We’re afraid we are not going to change this. We believe that this is a more rigorous approach, more amenable to formal statistics and less likely to suffer the statistical problems that have plagued the replay literature to date. It does not require secondary statistics to ask whether the “Counts” of individual events are more likely than chance, or more likely in one situation than another (as highlighted by reviewer 2). We would therefore like to encourage the field to take this approach.
There is one other point we would like to raise. Reviewer 1 is concerned that we might further confound the experimental community with this method. We do not think this is true. Having developed a number of methods, this concern has been raised on many occasions. We have been advised that it is important to keep methods to the experts who understand them. We have instead found that by far the best way for a field to understand a method is for the authors to release it transparently to the experimental community, to try to support their work and to listen to their requests and criticisms. Then the strengths and weaknesses of a method become clear. We hope to do the same with this method.
Overall, therefore, we don’t think there is a strong reason, by comparison to other methods, for limiting the use of the word “replay”, but we are happy to do so if you disagree. We are happy to call it sequenceness. However, we are not going to analyse individual events.”

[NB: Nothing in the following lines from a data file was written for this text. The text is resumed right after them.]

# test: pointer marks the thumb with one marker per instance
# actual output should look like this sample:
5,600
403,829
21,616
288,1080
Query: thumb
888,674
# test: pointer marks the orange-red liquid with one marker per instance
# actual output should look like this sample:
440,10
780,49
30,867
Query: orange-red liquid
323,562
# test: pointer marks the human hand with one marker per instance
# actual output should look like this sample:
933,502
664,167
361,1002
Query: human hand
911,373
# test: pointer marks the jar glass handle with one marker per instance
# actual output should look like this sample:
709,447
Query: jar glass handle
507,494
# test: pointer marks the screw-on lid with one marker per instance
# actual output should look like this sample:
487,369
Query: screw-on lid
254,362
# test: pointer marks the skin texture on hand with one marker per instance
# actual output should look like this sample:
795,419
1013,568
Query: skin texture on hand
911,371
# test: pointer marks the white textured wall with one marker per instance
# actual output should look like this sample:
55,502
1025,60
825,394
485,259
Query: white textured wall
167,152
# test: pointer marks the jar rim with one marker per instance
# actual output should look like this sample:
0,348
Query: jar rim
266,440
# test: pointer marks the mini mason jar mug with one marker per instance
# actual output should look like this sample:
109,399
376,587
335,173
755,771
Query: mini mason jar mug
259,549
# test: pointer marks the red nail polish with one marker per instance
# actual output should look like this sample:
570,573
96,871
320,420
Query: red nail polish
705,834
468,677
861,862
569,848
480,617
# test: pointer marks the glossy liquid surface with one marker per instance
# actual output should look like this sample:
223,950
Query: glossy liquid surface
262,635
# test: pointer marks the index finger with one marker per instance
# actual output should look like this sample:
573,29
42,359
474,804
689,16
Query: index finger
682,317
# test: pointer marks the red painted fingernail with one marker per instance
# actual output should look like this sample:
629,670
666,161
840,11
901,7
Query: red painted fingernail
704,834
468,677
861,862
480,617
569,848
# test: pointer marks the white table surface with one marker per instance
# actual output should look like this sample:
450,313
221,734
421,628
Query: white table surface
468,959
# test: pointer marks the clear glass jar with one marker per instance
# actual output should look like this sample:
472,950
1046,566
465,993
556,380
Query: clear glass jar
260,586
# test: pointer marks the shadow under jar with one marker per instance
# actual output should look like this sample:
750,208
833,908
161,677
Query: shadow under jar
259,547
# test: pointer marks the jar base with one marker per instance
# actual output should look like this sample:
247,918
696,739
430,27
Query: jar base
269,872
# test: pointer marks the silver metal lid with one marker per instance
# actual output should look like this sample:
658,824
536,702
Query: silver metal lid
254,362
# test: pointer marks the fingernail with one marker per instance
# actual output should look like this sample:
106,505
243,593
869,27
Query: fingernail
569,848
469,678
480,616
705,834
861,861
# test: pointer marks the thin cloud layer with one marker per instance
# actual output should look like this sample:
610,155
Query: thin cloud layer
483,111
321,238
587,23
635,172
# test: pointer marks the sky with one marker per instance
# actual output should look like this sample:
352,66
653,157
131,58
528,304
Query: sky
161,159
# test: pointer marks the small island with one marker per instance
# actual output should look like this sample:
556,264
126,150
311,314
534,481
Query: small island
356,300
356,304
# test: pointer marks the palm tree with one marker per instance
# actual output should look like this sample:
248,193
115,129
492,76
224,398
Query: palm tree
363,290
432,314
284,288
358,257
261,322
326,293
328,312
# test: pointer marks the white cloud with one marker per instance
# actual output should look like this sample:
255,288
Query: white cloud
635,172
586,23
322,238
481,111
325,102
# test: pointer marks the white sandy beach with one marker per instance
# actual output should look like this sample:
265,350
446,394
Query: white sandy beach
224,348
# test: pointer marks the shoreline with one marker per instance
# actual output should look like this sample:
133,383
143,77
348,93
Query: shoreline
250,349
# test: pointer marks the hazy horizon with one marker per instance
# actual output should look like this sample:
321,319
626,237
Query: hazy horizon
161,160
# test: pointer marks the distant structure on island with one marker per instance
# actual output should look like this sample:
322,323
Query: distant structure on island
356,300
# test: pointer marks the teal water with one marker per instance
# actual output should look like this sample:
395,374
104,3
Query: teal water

Part of the claimed value in these methods is their possible application to spike trains, e.g. from rodents, particularly for detecting and describing individual events. The authors claim that this is possible. However, while they analyze two rodent datasets in different parts, they do not apply it to any real data, but only on rather contrived (low noise) simulated data. This raises the concern that TDLM is not sufficiently sensitive for detecting individual events. The theta sequence analysis results shown in Supplementary Figure 3d are also concerning to me. They show a very noisy signal that passes threshold in one particular bin. If such a figure were a major result in a new manuscript, and the current eLife manuscript was cited as validation for the methods, would reviewers be obliged to accept it for publication? If not, what additional criterion or diagnostic steps would be recommended?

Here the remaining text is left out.